Friday, September 05, 2008

Um..... yeeeeeeaaaaah.

Huh. Nice last post, Captain Bringdown.

Okay, I was in a really crappy, sick, angry place. But I'm much, much better now.

Lots of big changes in my world. My oldest kids turned 19 in March, and I was feeling old, so I went a little crazy. I dyed my hair red, chopped it all off, and got another tattoo. I was afraid what people would think, but people generally seem to like the new look.

My position at that janky homecare company got eliminated due to budget constraints. It's okay, because it turned out to be the job from frickin' hell. Totally dysfunctional, stressful, and terrible for my health. Now I have a new job, and I adore it. I'm a nurse for assisted living in a Twin Cities retirement community. I've been there about 8 months, and it's totally my dream job. Awesome residents, great coworkers, healthy work environment, and the pay is pretty good. On top of it, I get to use the degree I worked so hard for! I'm leading a Bible study and developing a spiritual care program. I also coordinate the activities program for assisted living. I couldn't ask for more... this is the best job ever, and I seem to be well-suited for it. I even managed my department for 12 weeks when my supervisor went on maternity leave. That was stressful, but nothing went down in flames while she was gone.
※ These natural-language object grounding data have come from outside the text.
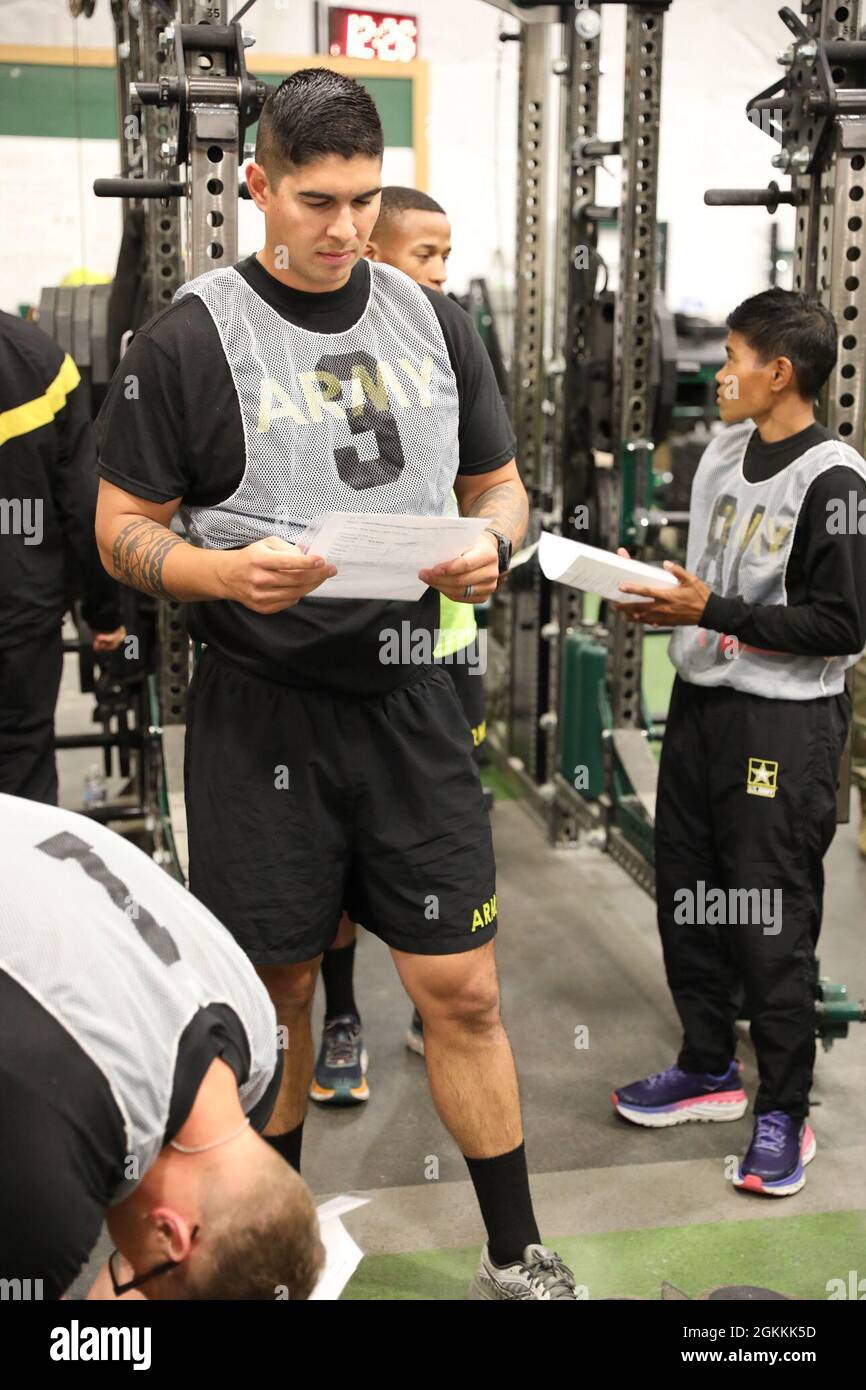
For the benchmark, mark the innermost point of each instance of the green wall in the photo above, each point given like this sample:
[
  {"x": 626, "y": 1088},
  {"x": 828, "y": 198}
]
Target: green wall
[{"x": 66, "y": 102}]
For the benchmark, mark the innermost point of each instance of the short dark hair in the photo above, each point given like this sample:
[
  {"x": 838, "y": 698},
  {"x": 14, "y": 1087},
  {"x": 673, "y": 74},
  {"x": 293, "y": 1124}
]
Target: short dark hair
[
  {"x": 260, "y": 1247},
  {"x": 398, "y": 199},
  {"x": 783, "y": 323},
  {"x": 316, "y": 113}
]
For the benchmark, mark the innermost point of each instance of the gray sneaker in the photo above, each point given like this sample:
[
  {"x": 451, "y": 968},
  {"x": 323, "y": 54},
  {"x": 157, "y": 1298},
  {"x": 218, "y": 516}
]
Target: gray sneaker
[{"x": 541, "y": 1273}]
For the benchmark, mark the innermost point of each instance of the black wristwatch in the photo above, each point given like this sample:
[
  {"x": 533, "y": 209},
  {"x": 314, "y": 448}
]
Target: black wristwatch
[{"x": 505, "y": 549}]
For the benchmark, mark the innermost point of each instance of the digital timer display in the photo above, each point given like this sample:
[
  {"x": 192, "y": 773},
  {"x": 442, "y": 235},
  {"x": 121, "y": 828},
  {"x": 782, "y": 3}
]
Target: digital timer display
[{"x": 367, "y": 34}]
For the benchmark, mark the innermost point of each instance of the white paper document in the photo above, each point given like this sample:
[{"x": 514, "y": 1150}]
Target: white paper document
[
  {"x": 380, "y": 556},
  {"x": 597, "y": 571},
  {"x": 342, "y": 1254}
]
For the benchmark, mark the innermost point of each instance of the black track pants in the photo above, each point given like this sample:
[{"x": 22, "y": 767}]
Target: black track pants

I'm seeing someone new. It's kind of a different situation... we've been friends for almost 2 years, and eventually realized that we both wanted more. We were just as surprised as anyone else. He's a great guy... very open and honest, very sweet, romantic and affectionate, always positive and optimistic, and he makes me laugh my ass off. There's nothing we can't say, nothing we can't talk about, no fear, and absolutely no ego between us. I can do something totally stupid and know that he's going to treat me with respect, gentlness and love. I also know that if something tough needs to be said, he's going to say it immediately instead of stewing over it and letting it fester until it damages our relationship. Best of all, he adores my kids and they adore him. It feels so good to be able to be open about our relationship... the last one I was in was pretty clandestine. He didn't want anyone he knew to know we were together, even though we'd been together for quite a while and thought we could spend the rest of our lives together. I couldn't see him when his kids were around. I always felt like his dirty little secret. With this man, I've met all his friends and his entire family, and he's proud to introduce me as his girlfriend. He makes me really, really happy.

That's the big update in a nutshell. I'm in a much better, much happier, much more settled place, and I'm damn glad to be here.